We take the data from the gender classification in the problem Chapter 2, Naive Bayes, Analysis point 6:
Height in cm |
Weight in kg |
Hair length |
Gender |
180 |
75 |
Short |
Male |
174 |
71 |
Short |
Male |
184 |
83 |
Short |
Male |
168 |
63 |
Short |
Male |
178 |
70 |
Long |
Male |
170 |
59 |
Long |
Female |
164 |
53 |
Short |
Female |
155 |
46 |
Long |
Female |
162 |
52 |
Long |
Female |
166 |
55 |
Long |
Female |
172 |
60 |
Long |
? |
To simplify the matters we will remove the column Hair length. We also remove the column Gender since we would like to cluster the people in the table based on their height and weight. We would like to find out whether the 11th person in the table is more likely to be a man or a woman using clustering:
Height in cm |
Weight in kg |
180 |
75 |
174 |
71 |
184 |
83 |
168 |
63 |
178 |
70 |
170 |
59 |
164 |
53 |
155 |
46 |
162 |
52 |
166 |
55 |
172 |
60 |
Analysis:
We may apply scaling to the initial data, but to simplify the matters, we will use the unscaled data in the algorithm. We will cluster the data we have into the two clusters since there are two possibilities for genders – a male or a female. Then we will aim to classify a person with the height 172cm and weight 60kg to be more likely a man if and only if there are more men in that cluster. The clustering algorithm is a very efficient technique. Thus classifying this way is very fast, especially if there is a large number of the features to classify.
So let us apply k-means clustering algorithm to the data we have. First we pick up the initial centroids. Let the first centroid be for example a person with the height 180cm and the weight 75kg denoted in a vector as (180,75). Then the point that is furthest away from (180,75) is (155,46). So that will be the second centroid.

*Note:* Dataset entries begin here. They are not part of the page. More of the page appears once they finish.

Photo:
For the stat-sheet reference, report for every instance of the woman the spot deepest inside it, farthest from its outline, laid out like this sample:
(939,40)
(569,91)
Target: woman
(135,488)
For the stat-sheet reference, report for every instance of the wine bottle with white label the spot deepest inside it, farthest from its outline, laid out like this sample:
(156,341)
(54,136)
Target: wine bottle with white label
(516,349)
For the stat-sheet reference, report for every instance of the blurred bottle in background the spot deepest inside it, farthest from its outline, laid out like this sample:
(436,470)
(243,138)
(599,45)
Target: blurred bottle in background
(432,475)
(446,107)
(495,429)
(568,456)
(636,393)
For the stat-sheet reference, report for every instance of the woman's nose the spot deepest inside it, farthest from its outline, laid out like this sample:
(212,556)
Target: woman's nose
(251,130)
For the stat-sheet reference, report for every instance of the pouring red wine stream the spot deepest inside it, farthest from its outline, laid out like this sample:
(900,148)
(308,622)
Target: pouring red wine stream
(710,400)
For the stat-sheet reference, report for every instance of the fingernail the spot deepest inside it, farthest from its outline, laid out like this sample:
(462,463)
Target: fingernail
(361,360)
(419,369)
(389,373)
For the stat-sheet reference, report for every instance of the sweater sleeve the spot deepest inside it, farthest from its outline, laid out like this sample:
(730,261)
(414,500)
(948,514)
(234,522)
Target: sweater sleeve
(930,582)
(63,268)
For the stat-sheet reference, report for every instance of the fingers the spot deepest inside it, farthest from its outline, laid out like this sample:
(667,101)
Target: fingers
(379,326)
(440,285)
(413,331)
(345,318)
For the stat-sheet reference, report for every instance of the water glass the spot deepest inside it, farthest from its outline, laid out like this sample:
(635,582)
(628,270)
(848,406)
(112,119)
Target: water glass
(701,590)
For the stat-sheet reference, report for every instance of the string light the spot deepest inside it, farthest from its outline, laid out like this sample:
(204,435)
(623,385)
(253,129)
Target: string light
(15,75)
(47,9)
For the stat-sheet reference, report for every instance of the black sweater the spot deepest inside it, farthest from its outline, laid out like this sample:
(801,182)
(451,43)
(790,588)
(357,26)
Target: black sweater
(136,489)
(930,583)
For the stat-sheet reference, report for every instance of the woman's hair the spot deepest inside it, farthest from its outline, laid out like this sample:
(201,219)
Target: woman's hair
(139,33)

The points that are closer to the first centroid (180,75) by taking Euclidean distance are (180,75), (174,71), (184,83), (168,63), (178,70), (170,59), (172,60). So these points will be in the first cluster. The points that are closer to the second centroid (155,46) are (155,46), (164,53), (162,52), (166,55). So these points will be in the second cluster. We display the current situation of these two clusters in Image 5.1. below.
Let us recompute the centroids of the clusters. The blue cluster with the features (180,75), (174,71), (184,83), (168,63), (178,70), (170,59), (172,60) will have the centroid ((180+174+184+168+178+170+172)/7,(75+71+83+63+70+59+60)/7)~(175.14,68.71).
The red cluster with the features (155,46), (164,53), (162,52), (166,55) will have the centroid ((155+164+162+166)/4,(46+53+52+55)/4)=(161.75, 51.5).
Reclassifying the points using the new centroid, the classes of the points do not change. The blue cluster will have the points (180,75), (174,71), (184,83), (168,63), (178,70), (170,59), (172,60). The red cluster will have the points (155,46), (164,53), (162,52), (166,55). Therefore the clustering algorithm terminates with clusters as displayed in the following image 5.2:
Now we would like to classify the instance (172,60) as to whether it is a male or a female. The instance (172,60) is in the blue cluster. So it is similar to the features in the blue cluster. Are the remaining features in the blue cluster more likely males or females? 5 out of 6 features are males, only 1 is a female. Since the majority of the features are males in the blue cluster and the person (172,60) is in the blue cluster as well, we classify the person with the height 172cm and the weight 60kg as a male.